Effectively subtracts a vector from a matrix (Scipy)

I have a large matrix, which is stored as scipy.sparse.csc_matrix and subtracts the column vector from each column of the large matrix. This is a fairly common task when you do things like normalization / standardization, but I cannot find the right way to do this effectively.

Here is an example demonstrating:

# mat is a 3x3 matrix mat = scipy.sparse.csc_matrix([[1, 2, 3], [2, 3, 4], [3, 4, 5]]) #vec is a 3x1 matrix (or a column vector) vec = scipy.sparse.csc_matrix([1,2,3]).T """ I want to subtract `vec` from each of the columns in `mat` yielding... [[0, 1, 2], [0, 1, 2], [0, 1, 2]] """ 

One way to accomplish what I want is to hstack vec for myself 3 times, which gives a 3x3 matrix, where each column is vec , and then subtracts from mat . But then again, I'm looking for a way to do this efficiently, and the hstacked matrix takes a long time to create.
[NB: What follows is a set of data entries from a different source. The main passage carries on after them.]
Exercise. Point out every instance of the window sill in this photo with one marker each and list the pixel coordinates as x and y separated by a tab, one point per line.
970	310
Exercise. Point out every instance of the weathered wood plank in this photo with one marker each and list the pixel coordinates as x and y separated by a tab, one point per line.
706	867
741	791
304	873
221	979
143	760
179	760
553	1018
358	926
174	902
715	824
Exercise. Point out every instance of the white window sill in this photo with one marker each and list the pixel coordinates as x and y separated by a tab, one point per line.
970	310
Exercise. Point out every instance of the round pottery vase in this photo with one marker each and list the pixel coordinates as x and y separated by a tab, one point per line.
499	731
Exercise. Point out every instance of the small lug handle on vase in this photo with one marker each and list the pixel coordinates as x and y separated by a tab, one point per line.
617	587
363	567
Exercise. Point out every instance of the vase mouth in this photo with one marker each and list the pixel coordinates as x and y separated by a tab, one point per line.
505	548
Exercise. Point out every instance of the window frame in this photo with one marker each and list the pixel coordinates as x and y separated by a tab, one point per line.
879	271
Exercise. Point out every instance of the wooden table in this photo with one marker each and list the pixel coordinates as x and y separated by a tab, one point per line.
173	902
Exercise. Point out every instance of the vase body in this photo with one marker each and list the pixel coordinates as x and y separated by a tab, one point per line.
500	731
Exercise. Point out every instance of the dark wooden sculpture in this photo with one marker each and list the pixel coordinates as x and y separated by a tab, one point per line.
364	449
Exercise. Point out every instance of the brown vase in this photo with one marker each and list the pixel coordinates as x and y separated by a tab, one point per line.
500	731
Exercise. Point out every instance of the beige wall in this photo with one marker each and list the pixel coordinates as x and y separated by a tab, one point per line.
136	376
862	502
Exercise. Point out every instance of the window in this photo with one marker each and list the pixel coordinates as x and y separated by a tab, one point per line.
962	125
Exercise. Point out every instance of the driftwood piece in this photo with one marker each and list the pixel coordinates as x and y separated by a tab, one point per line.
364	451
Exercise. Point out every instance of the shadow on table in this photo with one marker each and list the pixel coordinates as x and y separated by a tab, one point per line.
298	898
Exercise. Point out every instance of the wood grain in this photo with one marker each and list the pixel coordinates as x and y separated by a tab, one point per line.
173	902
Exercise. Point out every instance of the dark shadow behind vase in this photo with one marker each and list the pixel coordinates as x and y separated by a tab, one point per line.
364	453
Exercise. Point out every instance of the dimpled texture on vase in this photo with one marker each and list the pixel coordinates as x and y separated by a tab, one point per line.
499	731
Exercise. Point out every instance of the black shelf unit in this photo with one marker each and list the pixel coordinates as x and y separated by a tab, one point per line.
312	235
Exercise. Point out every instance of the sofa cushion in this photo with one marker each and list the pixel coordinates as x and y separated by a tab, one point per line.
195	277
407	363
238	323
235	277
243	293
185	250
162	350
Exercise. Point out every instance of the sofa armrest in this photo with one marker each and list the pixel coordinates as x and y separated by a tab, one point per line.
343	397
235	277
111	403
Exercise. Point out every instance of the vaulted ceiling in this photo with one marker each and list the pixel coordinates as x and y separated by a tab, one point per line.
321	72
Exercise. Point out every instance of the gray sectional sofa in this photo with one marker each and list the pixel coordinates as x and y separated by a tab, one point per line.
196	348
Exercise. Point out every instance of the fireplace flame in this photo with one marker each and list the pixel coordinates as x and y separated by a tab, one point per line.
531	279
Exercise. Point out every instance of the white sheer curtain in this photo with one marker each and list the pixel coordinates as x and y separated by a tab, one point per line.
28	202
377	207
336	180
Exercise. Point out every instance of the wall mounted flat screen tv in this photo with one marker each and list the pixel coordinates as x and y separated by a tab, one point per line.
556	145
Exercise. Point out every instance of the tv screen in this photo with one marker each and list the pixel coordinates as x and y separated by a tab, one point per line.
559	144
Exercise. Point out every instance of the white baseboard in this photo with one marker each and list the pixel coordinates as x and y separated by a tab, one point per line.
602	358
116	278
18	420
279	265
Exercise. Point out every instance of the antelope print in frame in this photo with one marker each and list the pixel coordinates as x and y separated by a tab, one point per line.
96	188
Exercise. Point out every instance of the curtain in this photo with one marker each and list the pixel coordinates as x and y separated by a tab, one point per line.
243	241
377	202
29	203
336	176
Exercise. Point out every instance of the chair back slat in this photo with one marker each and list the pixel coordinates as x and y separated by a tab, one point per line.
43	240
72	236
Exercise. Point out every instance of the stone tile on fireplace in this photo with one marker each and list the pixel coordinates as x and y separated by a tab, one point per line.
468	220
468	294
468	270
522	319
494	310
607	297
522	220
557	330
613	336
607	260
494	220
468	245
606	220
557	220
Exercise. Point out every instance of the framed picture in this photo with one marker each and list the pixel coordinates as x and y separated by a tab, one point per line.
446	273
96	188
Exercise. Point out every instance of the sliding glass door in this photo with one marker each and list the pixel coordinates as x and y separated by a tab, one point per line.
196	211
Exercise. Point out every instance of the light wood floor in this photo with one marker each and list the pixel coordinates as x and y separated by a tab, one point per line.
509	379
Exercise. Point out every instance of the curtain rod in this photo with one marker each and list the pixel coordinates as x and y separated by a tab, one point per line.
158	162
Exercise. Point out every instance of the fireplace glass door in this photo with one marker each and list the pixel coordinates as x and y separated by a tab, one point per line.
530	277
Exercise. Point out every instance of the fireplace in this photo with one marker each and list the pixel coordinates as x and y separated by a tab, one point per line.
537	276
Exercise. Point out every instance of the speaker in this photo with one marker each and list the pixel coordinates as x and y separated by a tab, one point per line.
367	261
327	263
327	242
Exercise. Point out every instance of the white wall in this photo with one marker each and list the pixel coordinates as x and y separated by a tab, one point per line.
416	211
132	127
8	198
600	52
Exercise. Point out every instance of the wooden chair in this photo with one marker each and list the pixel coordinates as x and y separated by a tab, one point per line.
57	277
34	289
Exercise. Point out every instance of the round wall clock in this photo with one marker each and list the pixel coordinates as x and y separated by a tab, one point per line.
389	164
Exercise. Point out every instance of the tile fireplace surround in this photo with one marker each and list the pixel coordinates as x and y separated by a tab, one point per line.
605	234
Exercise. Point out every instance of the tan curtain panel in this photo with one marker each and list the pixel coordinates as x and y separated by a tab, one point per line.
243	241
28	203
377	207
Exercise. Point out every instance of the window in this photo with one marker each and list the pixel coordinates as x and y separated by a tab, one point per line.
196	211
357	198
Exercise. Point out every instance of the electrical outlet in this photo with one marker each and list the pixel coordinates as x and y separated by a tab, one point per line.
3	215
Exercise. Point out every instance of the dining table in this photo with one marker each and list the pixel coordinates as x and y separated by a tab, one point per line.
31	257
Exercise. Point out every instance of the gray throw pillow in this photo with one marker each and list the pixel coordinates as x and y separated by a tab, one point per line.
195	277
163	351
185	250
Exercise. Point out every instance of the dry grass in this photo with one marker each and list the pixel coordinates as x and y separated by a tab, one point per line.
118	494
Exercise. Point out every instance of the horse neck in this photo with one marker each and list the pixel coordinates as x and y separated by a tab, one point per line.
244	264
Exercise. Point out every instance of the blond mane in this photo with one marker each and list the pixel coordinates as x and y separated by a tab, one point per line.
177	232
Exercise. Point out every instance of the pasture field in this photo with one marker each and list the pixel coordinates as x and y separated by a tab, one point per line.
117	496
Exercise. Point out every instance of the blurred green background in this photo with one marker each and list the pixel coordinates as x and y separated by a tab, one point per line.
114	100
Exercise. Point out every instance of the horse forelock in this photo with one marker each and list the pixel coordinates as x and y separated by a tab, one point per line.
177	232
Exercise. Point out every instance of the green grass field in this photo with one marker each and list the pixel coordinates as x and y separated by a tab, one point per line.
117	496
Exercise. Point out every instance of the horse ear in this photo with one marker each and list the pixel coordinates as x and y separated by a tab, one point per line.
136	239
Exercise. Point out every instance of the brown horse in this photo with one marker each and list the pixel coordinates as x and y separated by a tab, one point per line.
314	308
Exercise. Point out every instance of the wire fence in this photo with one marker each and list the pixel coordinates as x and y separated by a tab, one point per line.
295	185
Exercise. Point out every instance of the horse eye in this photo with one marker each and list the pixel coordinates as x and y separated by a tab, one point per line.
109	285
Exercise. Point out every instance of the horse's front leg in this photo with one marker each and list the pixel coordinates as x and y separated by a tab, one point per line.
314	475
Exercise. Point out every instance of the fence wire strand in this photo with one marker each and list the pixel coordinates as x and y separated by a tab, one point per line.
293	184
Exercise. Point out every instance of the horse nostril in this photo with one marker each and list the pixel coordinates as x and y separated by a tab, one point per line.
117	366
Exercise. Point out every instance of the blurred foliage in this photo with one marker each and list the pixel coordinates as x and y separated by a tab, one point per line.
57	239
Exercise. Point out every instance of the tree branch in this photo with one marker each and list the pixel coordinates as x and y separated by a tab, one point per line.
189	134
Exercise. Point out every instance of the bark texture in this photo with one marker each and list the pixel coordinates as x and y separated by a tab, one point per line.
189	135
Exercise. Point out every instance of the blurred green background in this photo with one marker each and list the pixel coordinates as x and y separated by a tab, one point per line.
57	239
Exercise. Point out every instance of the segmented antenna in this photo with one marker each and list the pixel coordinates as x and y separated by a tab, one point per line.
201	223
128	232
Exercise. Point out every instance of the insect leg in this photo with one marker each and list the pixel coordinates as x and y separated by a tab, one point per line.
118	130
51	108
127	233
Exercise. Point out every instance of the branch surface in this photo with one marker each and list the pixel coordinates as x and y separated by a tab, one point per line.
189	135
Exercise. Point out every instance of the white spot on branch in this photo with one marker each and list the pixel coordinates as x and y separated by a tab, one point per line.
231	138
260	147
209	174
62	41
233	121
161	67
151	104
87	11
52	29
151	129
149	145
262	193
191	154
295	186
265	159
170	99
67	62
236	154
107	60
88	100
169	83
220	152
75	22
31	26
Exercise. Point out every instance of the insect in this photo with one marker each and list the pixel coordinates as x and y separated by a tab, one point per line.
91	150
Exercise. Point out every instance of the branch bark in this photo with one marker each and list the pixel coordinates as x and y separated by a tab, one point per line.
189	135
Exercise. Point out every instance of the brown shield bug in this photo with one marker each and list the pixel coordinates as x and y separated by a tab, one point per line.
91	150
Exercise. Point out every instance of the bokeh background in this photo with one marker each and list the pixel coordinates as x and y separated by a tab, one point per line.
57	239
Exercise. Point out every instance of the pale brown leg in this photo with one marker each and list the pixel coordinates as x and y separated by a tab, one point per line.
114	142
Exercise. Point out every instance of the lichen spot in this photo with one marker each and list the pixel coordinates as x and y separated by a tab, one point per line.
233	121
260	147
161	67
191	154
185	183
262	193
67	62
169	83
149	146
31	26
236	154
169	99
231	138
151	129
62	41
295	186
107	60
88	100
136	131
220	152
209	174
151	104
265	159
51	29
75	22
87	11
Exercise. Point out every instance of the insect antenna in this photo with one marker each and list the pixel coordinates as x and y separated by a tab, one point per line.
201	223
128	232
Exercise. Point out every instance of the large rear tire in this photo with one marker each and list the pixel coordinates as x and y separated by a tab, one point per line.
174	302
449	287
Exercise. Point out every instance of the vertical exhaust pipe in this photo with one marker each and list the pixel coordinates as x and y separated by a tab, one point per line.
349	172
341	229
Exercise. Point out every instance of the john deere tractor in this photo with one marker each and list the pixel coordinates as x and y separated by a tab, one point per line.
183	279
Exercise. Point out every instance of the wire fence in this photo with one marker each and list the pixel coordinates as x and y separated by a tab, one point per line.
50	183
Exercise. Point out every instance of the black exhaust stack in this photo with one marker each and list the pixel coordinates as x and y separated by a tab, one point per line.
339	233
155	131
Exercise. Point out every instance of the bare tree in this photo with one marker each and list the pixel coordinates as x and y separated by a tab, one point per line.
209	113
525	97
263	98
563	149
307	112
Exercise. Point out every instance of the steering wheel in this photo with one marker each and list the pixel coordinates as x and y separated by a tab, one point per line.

I'm sure there is a magical way to do this with slicing and streaming, but this eludes me.

Thanks!

EDIT: Removed the 'in-place' constraint, as the sparseness structure will constantly change in the location assignment scenario.

+6
source share
3 answers

For starters, what would we do with dense arrays?

 mat-vec.A # taking advantage of broadcasting mat-vec.A[:,[0]*3] # explicit broadcasting mat-vec[:,[0,0,0]] # that also works with csr matrix 

At https://codereview.stackexchange.com/questions/32664/numpy-scipy-optimization/33566 we found that using as_strided in the as_strided vector is the most efficient way to jump through the rows of a sparse matrix. ( x.rows , x.cols of lil_matrix almost as good. getrow slow). This function implements operations such as iteration.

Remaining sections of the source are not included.